More than 100 scientists from Johns Hopkins, Oxford, Stanford, Columbia, and NYU have published a framework in Science that would impose tiered access restrictions on a narrow class of biological data used to train AI models. The proposed system, called Biosecurity Data Levels, creates five tiers of control, from fully open to government-screened, modeled on the World Health Organization's existing lab safety classification. Existing datasets stay untouched, the authors write. Only data collected after governments sign on would face restrictions.
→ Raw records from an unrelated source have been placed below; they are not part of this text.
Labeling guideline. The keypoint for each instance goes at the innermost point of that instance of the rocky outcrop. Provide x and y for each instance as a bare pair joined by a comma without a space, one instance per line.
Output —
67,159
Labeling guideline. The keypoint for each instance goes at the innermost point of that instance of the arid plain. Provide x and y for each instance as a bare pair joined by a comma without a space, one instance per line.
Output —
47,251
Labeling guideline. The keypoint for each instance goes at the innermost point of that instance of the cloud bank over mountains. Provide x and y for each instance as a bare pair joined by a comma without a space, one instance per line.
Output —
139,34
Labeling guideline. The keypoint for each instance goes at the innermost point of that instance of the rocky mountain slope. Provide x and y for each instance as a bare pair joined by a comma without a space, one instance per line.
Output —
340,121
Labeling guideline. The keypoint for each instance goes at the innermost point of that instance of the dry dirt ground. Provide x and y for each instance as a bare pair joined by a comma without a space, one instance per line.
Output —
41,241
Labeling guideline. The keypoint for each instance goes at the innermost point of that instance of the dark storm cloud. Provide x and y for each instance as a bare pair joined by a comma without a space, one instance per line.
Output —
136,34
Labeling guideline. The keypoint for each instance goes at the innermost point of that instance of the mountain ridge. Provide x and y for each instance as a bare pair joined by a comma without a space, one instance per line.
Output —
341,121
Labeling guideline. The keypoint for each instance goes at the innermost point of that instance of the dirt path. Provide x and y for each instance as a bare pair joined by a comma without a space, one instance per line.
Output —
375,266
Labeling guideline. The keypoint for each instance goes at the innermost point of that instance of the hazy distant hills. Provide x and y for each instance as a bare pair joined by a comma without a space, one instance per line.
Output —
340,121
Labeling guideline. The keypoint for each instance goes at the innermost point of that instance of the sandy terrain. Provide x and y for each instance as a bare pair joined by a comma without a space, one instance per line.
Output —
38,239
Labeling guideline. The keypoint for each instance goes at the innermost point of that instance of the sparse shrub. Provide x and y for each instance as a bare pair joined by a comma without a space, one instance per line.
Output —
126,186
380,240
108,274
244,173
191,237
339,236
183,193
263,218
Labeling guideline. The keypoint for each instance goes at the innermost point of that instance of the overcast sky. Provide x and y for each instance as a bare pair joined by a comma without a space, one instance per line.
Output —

The timing is loaded. The Trump administration's Genesis Mission, announced late last year, aims to build AI systems trained on massive scientific datasets to speed research breakthroughs. AI labs are releasing new biological models without the safety assessments that would be standard in other areas of life-science research. And no government-backed expert panel has told developers which specific data carries meaningful biosecurity risks. The inertia is striking. Frontier companies are left to guess on their own.
"Right now, there's no expert-backed guidance on which data poses meaningful risks, leaving some frontier developers to make their best guess and voluntarily exclude viral data from training," Jassi Pannu, assistant professor at the Johns Hopkins Center for Health Security and one of the paper's authors, told Axios.
Key Takeaways
- Over 100 researchers propose five-tier Biosecurity Data Levels for AI training data, published in Science
- Only new pathogen data would face restrictions; existing datasets stay fully open
- AI models trained without viral data lose dangerous capabilities, giving data governance empirical backing
- No government expert panel currently classifies which biological data carries biosecurity risk
Most biological data stays open under the framework
The framework sorts biological data into five Biosecurity Data Levels, or BDLs. At the bottom, BDL-0 covers the vast majority of biological data and imposes no controls. BDL-1 requires a registered account and government-issued ID for data that could help AI models learn general patterns of how viruses infect eukaryotes. BDL-2 adds institutional affiliation checks and bad-actor screening for functional data on pandemic-capable virus properties like host range and environmental stability.
Real restrictions kick in at the top two tiers. BDL-3 covers functional data on human-infecting viruses, the sort that maps transmissibility, virulence, and immune evasion to specific genetic sequences. Access demands a justified use case, work inside a mandatory trusted research environment where scientists never touch raw data directly, and prepublication risk assessment. BDL-4 goes further still. Data that could enable AI to design enhanced pandemic-potential viral variants would carry all lower-tier controls plus government pre-publication review. Officials would retain the right to determine who gets access to any model trained on BDL-4 data.
Lab containment gave the authors their structural template. Working with Ebola means airlocks, chemical showers, and a pressurized suit before you get near the freezer. That's BSL-4. At BSL-1, you walk in off the street. The principle transfers cleanly to data. Most biological datasets need no special handling. A narrow category at the top demands containment as rigorous as any pathogen storage facility, just digital instead of physical.
One detail matters more than it looks. The framework classifies data by its predicted ability to give AI systems dangerous capabilities, not by the species of virus the data came from. A dataset about an otherwise harmless virus family could land at BDL-3 if it contained functional information, say transmissibility data linked to specific genetic mutations, that an AI model could generalize to more dangerous pathogens. The category tracks danger by capability, not by origin.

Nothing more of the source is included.